The material listed above unequivocally demonstrates the potential of ML models to forecast droughts in various meteorological contexts. According to the current study, the ML model-more particularly, M5P and bagging-was better able to predict meteorological droughts over a wide range of periods. The effects of droughts are disastrous to both society and the economy. The results of this study suggest that drought forecasting models might be placed as an alarm to lessen the consequences of drought in India’s eastern areas, which are resistant to them.

5 Conclusions

In this study, four machine learning models namely an additive regression, random subspace, M5P, and bagging were selected to predict the future of SPI-3, SPI-6, and SPI-12 months at the Upper Godavari Basin, India.

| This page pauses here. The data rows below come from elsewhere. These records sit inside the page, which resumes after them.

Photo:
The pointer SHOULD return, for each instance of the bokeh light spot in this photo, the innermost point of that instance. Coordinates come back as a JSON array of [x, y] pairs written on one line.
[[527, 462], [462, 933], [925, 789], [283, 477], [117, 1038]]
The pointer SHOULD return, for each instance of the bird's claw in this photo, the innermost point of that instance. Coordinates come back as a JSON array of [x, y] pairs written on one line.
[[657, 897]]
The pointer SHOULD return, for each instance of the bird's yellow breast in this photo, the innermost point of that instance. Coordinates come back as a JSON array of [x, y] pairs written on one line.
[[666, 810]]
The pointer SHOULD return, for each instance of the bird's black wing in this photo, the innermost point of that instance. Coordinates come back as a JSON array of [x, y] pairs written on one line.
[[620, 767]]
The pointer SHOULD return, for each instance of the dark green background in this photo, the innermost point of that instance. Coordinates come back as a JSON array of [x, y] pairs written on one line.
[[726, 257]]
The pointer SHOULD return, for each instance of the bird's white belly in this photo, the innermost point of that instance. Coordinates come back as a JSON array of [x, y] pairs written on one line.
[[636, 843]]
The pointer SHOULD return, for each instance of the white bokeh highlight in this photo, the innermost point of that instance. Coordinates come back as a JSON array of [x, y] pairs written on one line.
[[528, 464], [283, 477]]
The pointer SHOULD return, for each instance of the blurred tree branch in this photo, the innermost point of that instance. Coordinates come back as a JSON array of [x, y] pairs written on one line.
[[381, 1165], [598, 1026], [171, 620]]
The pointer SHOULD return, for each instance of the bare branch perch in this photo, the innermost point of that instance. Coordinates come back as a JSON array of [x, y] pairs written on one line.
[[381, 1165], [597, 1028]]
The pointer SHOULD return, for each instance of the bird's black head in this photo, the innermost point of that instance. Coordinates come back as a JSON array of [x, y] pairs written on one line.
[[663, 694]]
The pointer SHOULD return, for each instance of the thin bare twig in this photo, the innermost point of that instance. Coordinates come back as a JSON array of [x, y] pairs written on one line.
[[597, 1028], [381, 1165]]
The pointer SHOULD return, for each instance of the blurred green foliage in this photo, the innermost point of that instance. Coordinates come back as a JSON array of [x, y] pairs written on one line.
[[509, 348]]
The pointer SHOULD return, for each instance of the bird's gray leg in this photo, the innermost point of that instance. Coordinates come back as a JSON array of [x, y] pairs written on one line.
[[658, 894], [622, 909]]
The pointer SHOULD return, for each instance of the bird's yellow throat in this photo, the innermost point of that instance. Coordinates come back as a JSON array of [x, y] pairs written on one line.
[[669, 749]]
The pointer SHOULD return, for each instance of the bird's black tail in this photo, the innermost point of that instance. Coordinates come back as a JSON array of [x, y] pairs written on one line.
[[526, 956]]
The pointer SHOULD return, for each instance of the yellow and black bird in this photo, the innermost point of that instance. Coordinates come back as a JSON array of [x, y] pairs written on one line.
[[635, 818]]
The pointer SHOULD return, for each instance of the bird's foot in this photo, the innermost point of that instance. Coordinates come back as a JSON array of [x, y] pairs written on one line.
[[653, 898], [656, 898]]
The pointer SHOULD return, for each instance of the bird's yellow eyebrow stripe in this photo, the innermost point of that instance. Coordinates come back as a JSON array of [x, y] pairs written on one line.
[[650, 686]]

The input dataset series for the expansion of four models were pre-processed with machine learning to enhance the performance of the four models. Based on the statistical performance metrics, research results showed that the Bagging was the best model for predicting SPI-3 and SPI-6 while the M5P was the best for SPI-12 estimation in station 1, while in stations 12 and 13, the M5P was superlative in predicting the SPI-3 and SPI-12 months and the bagging was the best in SPI-6. The whole best models had acceptable forecasting of the mid-term drought forecasting based on the SPI-3, SPI-6, and SPI-12 months for three stations in the Upper Godavari Basin in India. Finally, these best machine learning models are better in predicting drought phenomena based on the standardized precipitation index (SPI) and it is not inadequate by the training input range and gives precise forecasts for short-term and mid-term drought situations. The results of the study area can be useful for making policy and planning related to drought, water resources management, crop water requirement, and irrigation planning purposes in the semi-arid region.